The involuntary doctors said, essentially, 'Patient expects us to believe that she was psychotic because she was drinking 2 bottles of liquor a day, and using cocaine. We know that this is not the case because we previously got her stabilized on medicine 5 years ago and 7 years ago. After those year-long orders for treatment she discontinued services. Here it is, 4 years later and she's back in the mental hospital. She's clearly been psychotic this whole time.'

I read that one of the problems of psychiatry is that they usually see people when they're at their worst, thereby missing that they were mostly functional just before they fell apart.

One of the early nutritional treatments for schizophrenia was Niacin. Psychiatrists who think in terms of drugs managed to torpedo this line of research, so our doctors tend to not think in terms of physiology. But the research is still being done:

Two-decade-long study links lack of vitamin B3 to schizophrenia among Indians - https://researchmatters.in/news/two-decade-long-study-links-...

Successful treatment of schizophrenia requires optimal daily doses of vitamin B3 - https://pubmed.ncbi.nlm.nih.gov/19238764/

Nutrition, NAD and exercise: vitamin B3 supplements to stay fit and healthy? - https://www.endocrinology.org/endocrinologist/135-spring20/f...

My friend eventually figured out that she's a poor methylator whose genetics are such that she can't turn folic acid (a shelf-stable provitamin B-9 used to fortify foods) into L-Methyl-Folate. (My previous comments said the treatment providers ran this test [1][2]. She later corrected me: new clients at the treatment center were getting their cheeks swabbed, she wanted to be swabbed too.
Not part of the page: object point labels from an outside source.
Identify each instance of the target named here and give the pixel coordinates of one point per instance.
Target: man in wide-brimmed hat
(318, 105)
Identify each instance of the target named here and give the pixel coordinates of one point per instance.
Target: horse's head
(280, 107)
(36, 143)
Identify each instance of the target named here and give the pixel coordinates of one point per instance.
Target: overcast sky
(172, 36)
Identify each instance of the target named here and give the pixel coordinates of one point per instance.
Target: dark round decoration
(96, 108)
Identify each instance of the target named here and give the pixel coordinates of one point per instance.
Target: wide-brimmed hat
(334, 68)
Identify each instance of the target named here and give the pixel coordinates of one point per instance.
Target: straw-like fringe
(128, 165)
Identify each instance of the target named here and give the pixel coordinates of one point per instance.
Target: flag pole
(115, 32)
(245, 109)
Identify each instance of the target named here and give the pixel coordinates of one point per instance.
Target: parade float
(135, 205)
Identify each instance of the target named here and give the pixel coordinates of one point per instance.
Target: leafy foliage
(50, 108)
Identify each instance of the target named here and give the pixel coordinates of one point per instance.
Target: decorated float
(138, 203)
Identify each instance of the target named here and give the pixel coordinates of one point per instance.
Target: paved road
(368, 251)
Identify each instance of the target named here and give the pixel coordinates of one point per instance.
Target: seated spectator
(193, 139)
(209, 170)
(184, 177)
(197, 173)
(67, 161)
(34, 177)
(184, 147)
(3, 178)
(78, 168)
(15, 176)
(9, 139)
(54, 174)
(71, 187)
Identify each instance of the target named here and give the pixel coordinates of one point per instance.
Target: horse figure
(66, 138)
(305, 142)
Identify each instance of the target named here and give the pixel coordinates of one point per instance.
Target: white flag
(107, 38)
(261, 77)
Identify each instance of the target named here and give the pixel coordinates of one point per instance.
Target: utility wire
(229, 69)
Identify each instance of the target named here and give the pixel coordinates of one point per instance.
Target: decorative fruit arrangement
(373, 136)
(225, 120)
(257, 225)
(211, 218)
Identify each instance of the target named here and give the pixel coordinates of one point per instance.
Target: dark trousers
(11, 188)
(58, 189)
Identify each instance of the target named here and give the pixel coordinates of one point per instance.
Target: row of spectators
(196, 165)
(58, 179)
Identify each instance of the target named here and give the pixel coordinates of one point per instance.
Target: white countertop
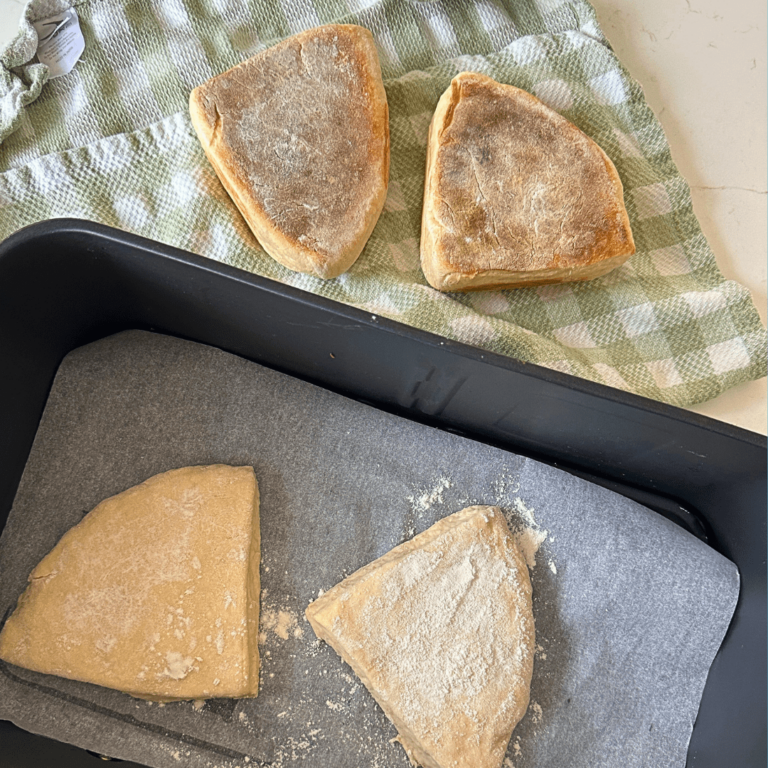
(702, 65)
The test came back that she needed methylated B-9. She'd previously said it was like flipping a switch from 'depressed' to 'not-depressed'.) But the doctors kept her on tranquilizers anyways.

Just last month she convinced her doctors to take her off tranquilizers. What's wrong with Psychiatry, that they think people become broken and require palliative treatments for the rest of their lives? Do any of you have any insights?

[1] https://news.ycombinator.com/item?id=23859585

[2] https://news.ycombinator.com/item?id=15591378

[3] https://news.ycombinator.com/item?id=22132272


My GF is diagnosed bipolar, and had a breakdown before Christmas and got sectioned. I didn't see her at that time, but the behaviour that she describes sounds mildly psychotic.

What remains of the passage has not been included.